The Tableau website is full of videos that you can follow at your own pace. As a very small company with a Tableau install, access to these free resources was incredibly useful to allowing me to implement Tableau to its potential in a reasonable and proportionate manner.
Implementation was over the phone with the vendor, and did not go particularly well. Again, think this was our fault as our integration and IT oversight was poor, and we made errors. Would they have happened had a vendor been onsite? Not sure, probably not, but we probably wouldn't have paid for that either
Logi gave us the flexibility we needed to meet the configurable nature of our product and for the need to create custom reports. Other products did not allow flexbility to generate reports via script as was one of our primary requirements.

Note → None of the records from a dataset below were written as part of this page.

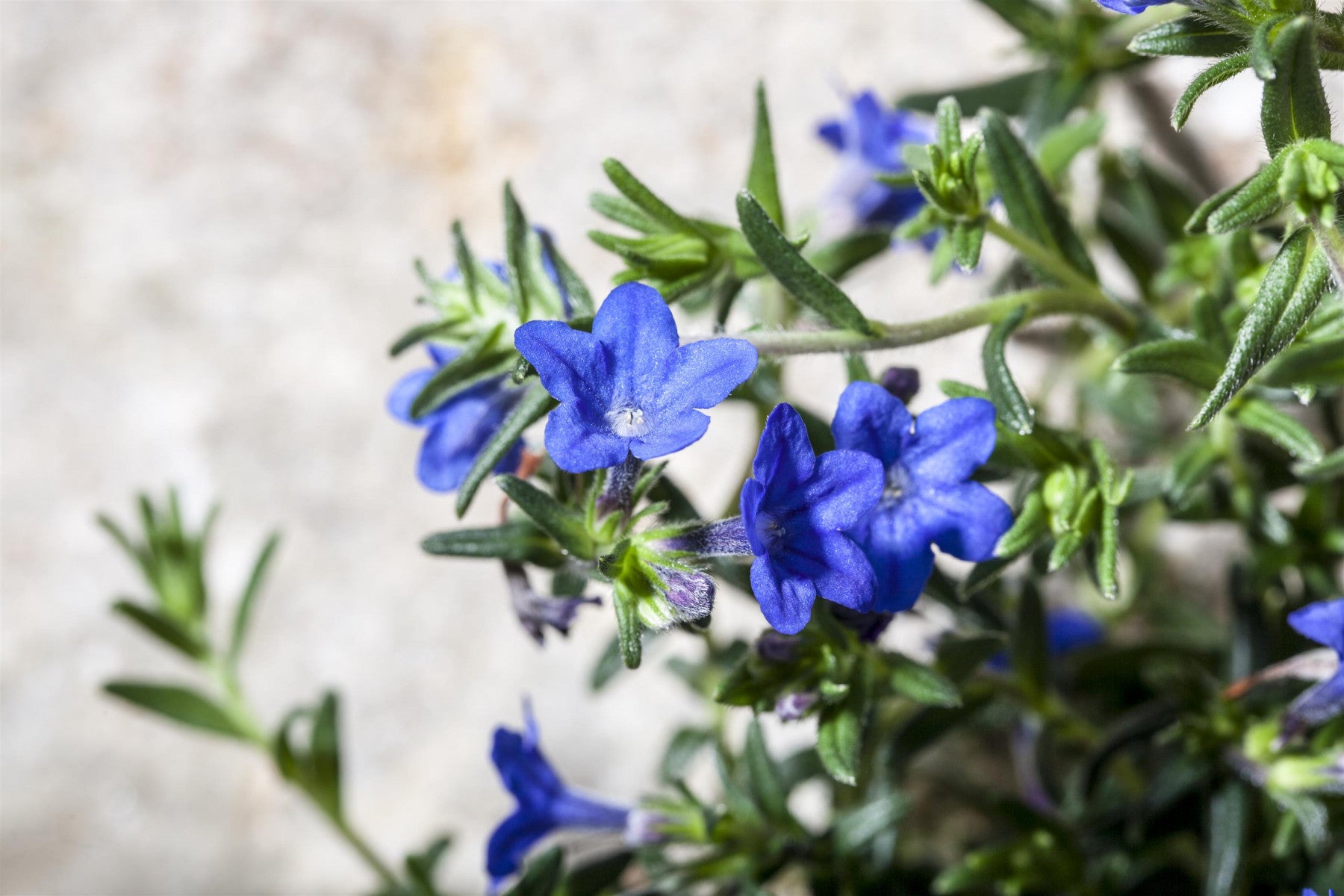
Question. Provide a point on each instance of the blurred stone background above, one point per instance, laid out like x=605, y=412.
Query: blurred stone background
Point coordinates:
x=208, y=220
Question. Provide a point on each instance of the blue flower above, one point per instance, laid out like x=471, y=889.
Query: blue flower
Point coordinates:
x=796, y=511
x=1132, y=7
x=544, y=803
x=1066, y=630
x=626, y=388
x=868, y=141
x=929, y=499
x=457, y=430
x=1323, y=622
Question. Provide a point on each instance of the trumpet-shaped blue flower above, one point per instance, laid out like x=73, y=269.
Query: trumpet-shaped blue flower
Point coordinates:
x=1132, y=7
x=929, y=496
x=868, y=140
x=1323, y=622
x=457, y=430
x=796, y=509
x=544, y=803
x=628, y=388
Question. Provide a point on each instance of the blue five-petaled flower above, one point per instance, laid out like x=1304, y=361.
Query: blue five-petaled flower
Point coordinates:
x=628, y=388
x=456, y=432
x=1323, y=622
x=870, y=140
x=929, y=499
x=1132, y=7
x=796, y=509
x=544, y=803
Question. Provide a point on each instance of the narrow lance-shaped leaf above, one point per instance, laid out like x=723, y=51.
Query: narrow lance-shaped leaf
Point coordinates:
x=1016, y=410
x=179, y=704
x=534, y=405
x=762, y=180
x=1027, y=198
x=242, y=615
x=1293, y=287
x=1206, y=81
x=1293, y=104
x=559, y=521
x=794, y=273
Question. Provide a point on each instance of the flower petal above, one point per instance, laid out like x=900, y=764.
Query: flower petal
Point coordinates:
x=871, y=420
x=571, y=363
x=971, y=519
x=638, y=329
x=406, y=390
x=785, y=603
x=703, y=374
x=511, y=841
x=844, y=488
x=895, y=541
x=1323, y=622
x=952, y=441
x=670, y=433
x=578, y=442
x=784, y=458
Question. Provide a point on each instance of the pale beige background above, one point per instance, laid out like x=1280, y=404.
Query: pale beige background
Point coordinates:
x=208, y=213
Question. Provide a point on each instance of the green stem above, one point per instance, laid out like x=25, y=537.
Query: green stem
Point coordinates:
x=237, y=707
x=1041, y=302
x=1332, y=245
x=1045, y=258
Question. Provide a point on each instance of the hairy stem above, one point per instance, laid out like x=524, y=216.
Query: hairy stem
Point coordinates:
x=1041, y=302
x=1332, y=245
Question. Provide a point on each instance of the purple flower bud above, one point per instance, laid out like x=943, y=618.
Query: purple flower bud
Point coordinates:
x=792, y=707
x=719, y=539
x=537, y=612
x=902, y=382
x=773, y=647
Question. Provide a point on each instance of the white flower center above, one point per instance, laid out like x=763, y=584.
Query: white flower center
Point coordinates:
x=628, y=422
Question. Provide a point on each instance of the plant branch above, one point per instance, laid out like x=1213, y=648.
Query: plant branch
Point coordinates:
x=1041, y=302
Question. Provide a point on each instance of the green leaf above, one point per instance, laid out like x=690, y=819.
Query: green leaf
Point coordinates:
x=479, y=361
x=515, y=541
x=534, y=405
x=324, y=756
x=1015, y=408
x=839, y=739
x=1229, y=812
x=581, y=300
x=628, y=628
x=920, y=682
x=179, y=704
x=1206, y=81
x=644, y=199
x=1293, y=287
x=1293, y=105
x=542, y=875
x=163, y=628
x=1062, y=144
x=1186, y=359
x=764, y=775
x=806, y=282
x=242, y=615
x=762, y=180
x=1030, y=645
x=561, y=523
x=1027, y=198
x=1236, y=207
x=1281, y=429
x=1007, y=94
x=1186, y=37
x=838, y=258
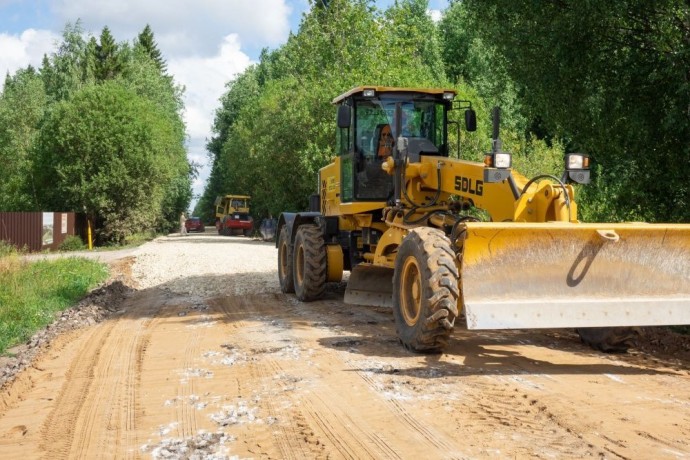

Today, if my shop is largely Microsoft-centric, I would be hard pressed to choose a product other than Power BI. Tableau was the visualization leader for years, but Microsoft has caught up with them in many areas, and surpassed them in some. Its ability to source, transform, and model data is superior to Tableau. Tableau still has the lead in some visualizations, but Power BI's rise is evidenced by its ever-increasing position in the leadership section of the Gartner Magic Quadrant.
By embedding Logi in our solution and using the Logi Self-Service Module we can provide this flexibility to our users without requiring custom development work for each new request.
We succeeded in developing embedded self-service analytics at scale with a combination of Logi analytics as front-end and a Cassandra data lake with Spark aggregation algorithms as back-end.
We analyze the insurance industry and need to replicate different data formats across hundreds of databases to support multi-tenant (customer) BI reports and "ad hoc" data review on millions or hundreds of millions of records per customer.
Tableau does take dedicated FTE to create and analyze the data. It's too complex (and powerful) a product not to have someone dedicated to developing with it.
There are some significant setup for the server product.
Once sever setup is complete, it's largely "fire and forget" until an update is necessary. The server update process is cumbersome.